Canyon Story Swap with Walking Stick Storytellers Guild, Silverado, Santa Ana Mountains

Mountain Man Joel
Joel Robinson
Mountain Man Joel!
Storytelling is one of the most effective survival tools humans have ever utilized. Thousands of years before the invention of written language, humans were able to perfect and pass down survival strategies from one generation to the next by the simple act of speaking to each other. Thanks to storytelling, complex cultural traditions, hunting and farming methods, shelter building techniques, communication skills, child rearing, and many other basic necessities have persevered into the modern era.

Today, we have many new tools that can help or hinder our ability to survive. Computers, cell phones, movies, TV, cars, automatic heating and air conditioning, sewage treatment plants, water filtration systems, waste management facilities, power plants, robots, and many other technological conveniences can make our lives easier or extremely difficult depending on our socioeconomic status in the world.

Here in OC, the younger generations have almost lost their ability to survive without the aid of an electronic device. For example, a few years ago, I lived in an apartment complex in Santa Ana where most of the residents were college students. Occasionally, when I wandered along the narrow, curving pathways in between apartment units, I encountered another resident heading towards me. The individual was usually about 20-something, grasping a cell phone, and dressed like some beatnik from the 1950s. As we stepped ever closer, there was a simultaneous realization that we had to brush just inches from each other to get by. I, being the friendly neighborhood tour guide, put on a smile, made eye contact, and greeted the individual with an enthusiastic "Hello, how are doing today?" Instantly, fear and anxiety spread across the oncoming pedestrian's face. Rather than respond, the dysfunctional human lurched over into a caveman pose, avoided eye contact, leaped off the narrow pathway, and grunted before hurrying beyond my field of vision. Apparently, this disturbed individual lacked the basic ability to handle regular encounters with random strangers.

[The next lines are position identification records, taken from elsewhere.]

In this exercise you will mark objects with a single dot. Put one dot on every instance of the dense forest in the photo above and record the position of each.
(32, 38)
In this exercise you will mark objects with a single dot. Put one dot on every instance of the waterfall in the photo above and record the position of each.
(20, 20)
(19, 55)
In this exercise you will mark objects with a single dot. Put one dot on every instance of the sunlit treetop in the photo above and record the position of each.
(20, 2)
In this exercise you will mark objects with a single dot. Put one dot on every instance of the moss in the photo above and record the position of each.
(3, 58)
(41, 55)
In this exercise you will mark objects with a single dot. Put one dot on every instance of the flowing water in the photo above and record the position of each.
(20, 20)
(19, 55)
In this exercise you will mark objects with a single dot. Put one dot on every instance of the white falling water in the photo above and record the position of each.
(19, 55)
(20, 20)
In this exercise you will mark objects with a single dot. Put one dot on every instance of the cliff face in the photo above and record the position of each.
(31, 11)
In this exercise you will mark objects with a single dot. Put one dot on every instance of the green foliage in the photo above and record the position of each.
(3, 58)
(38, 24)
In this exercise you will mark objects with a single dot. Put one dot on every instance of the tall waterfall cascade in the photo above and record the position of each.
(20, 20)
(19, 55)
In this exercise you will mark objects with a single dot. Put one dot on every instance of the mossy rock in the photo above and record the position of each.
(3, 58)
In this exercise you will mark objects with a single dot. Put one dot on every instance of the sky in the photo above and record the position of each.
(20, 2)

These types of occurrences increased year after year until I realized that most folks can no longer converse at social gatherings (without being ridiculously inebriated), drive responsibly, prepare food, manage their own children, clean up after themselves, or even walk erect with their eyes focused on any given destination.

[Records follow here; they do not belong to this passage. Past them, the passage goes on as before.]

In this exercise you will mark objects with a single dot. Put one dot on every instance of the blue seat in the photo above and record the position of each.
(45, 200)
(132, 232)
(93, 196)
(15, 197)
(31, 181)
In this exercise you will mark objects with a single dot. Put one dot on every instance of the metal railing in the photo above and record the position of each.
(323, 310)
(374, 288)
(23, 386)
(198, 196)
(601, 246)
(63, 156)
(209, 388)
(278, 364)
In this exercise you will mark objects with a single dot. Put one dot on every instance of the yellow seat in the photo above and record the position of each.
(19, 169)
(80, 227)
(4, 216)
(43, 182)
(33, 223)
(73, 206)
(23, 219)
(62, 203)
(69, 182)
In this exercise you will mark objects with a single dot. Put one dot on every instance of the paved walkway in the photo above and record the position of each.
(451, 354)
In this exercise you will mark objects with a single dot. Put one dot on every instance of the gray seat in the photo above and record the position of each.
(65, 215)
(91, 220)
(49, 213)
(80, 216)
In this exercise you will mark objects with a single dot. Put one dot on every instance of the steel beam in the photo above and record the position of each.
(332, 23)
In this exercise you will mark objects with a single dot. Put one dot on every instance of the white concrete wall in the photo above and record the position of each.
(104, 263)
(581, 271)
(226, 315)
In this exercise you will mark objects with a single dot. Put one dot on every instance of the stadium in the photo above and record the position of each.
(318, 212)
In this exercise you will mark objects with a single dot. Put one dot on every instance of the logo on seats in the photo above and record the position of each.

Are we losing our ability to survive? Are the stories that we receive from marketing firms and corporations preventing us from exhibiting rational behavior in our daily lives? Will "progress" bring us to the point where an encounter with a stranger causes us to shit our pants and run away like sheep running away from a wolf?

Walking Stick Storytellers Guild artifact
Joel Robinson
Artifact found in the hole of oak tree in Black Star Canyon

This dismal situation reminds me of The Wolf in Sheep's Clothing and The Boy Who Cried Wolf, two classic stories with lessons about human survival. These and other tales still exist, yet somehow, the stories of our ancestors have been twisted to sell us products instead of help us survive. Not only are there infinite volumes of human wisdom stored in the underappreciated places known as libraries, in addition, we have stories to tell within ourselves. Our everyday experiences, extensive family histories, and constant struggles are chapters within an endless story known as the ecosystem. Our stories can be shared for all to benefit. They can be passed down from generation to generation, so we can learn to avoid the pitfalls of short-term thinking. We can venture down the dark aisles of libraries, past the DVDs and magazines, and borrow stories from the great storytellers of the past.